L'Editoriale
Sabato 01 Giugno 2019
Le derive di Facebook
Cambiare è possibile
Mark Zuckerberg è uno degli uomini più ricchi del mondo. Come noto, deve la sua fortuna al fatto di avere inventato Facebook, madre di tutti i social network, che nel 2018 ha fatturato 22,6 miliardi di dollari. In realtà, neanche lui si aspettava questi risultati, essendo partito solo con l’idea di fare una sorta di album con i volti (da qui il nome: libro delle facce) degli studenti di Harvard. Si trattava di riprodurre in digitale ciò che il college da tempo editava sul cartaceo all’inizio di ogni anno accademico.
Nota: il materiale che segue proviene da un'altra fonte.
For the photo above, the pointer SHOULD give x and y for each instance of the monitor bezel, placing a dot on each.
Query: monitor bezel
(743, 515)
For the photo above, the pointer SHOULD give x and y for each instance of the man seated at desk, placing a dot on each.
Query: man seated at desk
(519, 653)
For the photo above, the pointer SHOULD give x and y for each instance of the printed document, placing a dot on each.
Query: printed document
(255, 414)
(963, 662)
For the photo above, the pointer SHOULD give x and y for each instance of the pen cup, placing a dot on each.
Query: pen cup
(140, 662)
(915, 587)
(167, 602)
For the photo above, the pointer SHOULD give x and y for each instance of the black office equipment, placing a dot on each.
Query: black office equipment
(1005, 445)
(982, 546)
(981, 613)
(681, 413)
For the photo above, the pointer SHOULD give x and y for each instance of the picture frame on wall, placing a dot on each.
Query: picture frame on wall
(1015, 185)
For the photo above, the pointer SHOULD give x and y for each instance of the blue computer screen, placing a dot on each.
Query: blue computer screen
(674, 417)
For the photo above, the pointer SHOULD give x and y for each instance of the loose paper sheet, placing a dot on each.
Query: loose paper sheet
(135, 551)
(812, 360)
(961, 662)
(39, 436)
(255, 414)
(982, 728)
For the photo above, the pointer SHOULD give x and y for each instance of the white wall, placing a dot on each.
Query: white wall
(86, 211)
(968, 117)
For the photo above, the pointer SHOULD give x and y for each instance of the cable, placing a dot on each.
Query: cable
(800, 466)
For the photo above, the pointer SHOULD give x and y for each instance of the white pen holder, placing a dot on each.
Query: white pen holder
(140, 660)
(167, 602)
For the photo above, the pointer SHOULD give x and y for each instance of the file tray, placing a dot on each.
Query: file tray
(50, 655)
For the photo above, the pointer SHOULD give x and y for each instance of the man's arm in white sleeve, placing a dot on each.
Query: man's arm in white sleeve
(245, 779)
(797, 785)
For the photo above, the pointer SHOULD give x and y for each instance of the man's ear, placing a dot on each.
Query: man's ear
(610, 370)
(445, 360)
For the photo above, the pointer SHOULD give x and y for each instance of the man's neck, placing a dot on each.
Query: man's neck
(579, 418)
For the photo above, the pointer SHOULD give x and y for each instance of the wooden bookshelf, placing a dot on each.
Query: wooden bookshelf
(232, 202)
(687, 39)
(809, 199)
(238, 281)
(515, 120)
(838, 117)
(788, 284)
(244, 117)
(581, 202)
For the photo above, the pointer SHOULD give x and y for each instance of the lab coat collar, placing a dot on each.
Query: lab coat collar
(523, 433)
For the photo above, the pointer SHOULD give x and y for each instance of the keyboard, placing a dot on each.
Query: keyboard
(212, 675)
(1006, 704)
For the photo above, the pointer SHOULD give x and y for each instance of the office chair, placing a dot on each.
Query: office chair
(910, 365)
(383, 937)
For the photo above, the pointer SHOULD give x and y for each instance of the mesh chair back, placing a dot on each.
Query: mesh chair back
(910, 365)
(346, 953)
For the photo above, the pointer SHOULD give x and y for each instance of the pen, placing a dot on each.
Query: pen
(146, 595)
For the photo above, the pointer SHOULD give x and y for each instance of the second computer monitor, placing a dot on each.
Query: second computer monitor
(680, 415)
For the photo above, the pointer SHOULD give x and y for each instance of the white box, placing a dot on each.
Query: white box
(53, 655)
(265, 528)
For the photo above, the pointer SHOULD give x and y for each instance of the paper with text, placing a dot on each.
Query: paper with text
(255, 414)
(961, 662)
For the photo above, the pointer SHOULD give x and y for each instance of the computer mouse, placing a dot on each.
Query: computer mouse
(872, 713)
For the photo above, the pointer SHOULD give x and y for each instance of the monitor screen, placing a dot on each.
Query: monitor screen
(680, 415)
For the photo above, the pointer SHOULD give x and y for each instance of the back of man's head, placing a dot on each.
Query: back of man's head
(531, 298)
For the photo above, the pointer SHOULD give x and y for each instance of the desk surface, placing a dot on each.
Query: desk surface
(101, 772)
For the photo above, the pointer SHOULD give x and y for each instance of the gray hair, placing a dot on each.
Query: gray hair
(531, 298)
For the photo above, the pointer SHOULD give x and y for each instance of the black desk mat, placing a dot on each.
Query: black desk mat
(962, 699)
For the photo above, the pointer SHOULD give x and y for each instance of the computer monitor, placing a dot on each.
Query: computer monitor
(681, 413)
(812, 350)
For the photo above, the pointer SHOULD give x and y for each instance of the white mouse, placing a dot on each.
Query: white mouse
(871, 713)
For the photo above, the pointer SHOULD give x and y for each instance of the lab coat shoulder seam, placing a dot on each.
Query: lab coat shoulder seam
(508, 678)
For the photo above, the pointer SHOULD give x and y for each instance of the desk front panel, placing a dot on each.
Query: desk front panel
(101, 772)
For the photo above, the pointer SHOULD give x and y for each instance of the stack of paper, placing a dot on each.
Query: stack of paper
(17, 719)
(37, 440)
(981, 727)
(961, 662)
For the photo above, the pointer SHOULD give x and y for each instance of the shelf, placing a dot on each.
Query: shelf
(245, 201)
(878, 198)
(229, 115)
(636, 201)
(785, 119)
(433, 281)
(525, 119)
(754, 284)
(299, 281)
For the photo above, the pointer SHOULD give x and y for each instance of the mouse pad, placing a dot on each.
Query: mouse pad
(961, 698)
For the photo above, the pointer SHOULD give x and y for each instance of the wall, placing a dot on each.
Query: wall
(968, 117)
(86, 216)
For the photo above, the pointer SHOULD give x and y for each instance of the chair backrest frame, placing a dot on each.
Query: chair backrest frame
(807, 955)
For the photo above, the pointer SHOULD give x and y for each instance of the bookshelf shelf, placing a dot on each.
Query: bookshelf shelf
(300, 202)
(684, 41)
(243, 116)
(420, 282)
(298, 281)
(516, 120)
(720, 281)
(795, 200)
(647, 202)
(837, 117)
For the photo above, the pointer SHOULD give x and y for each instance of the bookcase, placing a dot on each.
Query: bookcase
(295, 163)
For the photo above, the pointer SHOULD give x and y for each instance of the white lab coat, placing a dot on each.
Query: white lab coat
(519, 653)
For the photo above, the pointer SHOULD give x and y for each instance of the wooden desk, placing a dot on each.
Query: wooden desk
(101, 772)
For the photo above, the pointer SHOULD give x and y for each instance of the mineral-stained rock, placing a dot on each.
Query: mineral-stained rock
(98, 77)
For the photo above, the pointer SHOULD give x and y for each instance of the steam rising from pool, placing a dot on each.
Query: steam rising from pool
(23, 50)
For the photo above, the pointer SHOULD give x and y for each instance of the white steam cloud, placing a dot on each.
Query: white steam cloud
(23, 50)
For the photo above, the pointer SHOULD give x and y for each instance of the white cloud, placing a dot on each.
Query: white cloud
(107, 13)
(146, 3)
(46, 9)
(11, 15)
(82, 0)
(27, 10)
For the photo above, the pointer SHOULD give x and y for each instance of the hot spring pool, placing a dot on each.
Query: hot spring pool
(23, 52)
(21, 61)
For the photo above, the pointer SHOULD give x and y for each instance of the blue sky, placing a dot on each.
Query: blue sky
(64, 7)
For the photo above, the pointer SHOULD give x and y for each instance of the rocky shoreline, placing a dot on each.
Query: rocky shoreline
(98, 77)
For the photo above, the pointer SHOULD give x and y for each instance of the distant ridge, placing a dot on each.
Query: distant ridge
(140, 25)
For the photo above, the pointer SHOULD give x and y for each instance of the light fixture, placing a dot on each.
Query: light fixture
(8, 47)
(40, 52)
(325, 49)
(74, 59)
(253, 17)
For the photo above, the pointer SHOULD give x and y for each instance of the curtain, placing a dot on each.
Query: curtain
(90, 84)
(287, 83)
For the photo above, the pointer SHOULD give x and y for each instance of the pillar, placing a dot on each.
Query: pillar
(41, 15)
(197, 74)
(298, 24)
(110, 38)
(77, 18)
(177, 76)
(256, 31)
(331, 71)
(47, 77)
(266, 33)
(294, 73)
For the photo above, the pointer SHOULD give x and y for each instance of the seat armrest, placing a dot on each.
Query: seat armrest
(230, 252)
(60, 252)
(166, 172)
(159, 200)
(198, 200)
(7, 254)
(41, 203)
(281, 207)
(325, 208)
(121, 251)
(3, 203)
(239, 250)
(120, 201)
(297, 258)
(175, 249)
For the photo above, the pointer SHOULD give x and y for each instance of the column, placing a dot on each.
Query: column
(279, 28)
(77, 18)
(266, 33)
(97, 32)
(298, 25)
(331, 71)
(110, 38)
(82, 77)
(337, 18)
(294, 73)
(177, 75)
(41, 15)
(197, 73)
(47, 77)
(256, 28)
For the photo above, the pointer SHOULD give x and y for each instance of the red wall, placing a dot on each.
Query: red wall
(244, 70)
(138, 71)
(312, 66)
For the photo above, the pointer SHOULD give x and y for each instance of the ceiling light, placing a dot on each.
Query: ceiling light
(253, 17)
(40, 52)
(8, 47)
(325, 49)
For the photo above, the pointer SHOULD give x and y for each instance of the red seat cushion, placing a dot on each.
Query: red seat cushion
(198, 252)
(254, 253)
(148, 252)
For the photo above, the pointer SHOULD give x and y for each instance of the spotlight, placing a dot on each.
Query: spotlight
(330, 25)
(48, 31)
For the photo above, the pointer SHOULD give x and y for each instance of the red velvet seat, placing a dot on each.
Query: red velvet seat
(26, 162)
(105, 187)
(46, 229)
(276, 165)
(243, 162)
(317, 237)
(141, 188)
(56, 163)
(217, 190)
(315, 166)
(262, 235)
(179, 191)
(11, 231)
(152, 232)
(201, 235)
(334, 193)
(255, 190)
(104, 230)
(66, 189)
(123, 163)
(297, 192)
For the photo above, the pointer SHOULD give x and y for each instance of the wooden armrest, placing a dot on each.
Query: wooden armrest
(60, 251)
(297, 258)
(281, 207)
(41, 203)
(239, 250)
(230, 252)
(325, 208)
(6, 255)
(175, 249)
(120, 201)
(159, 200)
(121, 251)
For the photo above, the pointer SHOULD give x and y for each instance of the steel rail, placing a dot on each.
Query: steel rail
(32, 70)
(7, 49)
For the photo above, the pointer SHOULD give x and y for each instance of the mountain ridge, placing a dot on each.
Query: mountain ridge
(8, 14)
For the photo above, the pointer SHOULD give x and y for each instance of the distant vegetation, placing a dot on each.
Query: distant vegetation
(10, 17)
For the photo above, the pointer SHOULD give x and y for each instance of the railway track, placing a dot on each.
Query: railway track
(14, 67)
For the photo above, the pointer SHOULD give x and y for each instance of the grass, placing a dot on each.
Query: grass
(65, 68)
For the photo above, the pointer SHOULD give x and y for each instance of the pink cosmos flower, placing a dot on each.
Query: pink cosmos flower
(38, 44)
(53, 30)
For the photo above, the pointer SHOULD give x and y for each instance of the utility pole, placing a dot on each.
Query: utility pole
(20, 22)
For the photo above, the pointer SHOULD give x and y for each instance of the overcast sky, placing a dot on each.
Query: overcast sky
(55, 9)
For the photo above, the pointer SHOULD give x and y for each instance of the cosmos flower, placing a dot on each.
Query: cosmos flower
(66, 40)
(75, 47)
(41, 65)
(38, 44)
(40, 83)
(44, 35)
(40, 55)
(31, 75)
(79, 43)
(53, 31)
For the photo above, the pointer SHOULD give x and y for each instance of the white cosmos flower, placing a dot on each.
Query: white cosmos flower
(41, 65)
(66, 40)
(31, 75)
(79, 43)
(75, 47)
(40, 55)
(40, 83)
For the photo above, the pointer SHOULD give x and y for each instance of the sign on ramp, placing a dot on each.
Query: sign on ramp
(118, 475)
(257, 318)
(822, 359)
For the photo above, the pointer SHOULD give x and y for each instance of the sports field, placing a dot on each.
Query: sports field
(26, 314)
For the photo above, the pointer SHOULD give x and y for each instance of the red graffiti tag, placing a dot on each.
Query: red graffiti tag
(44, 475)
L’iniziativa fu poi estesa alle scuole superiori e alle università e oggi, dopo 15 anni, Facebook è il social più diffuso con oltre 2 miliardi di utenti. In questi anni, però, le buone intenzioni che avevano portato alla creazione del social sono state sepolte sotto una quantità crescente di ricatti, veleni e condizionamenti. Insomma, Facebook da essere un innocente album di volti giovanili è diventato il potenziale concentrato di cinismi mediatici e voyeurismi di ogni tipo, favorendo la diffusione di «fake news» e di immagini spesso volgari e ricattatorie, in particolare quelle a contenuto sessuale.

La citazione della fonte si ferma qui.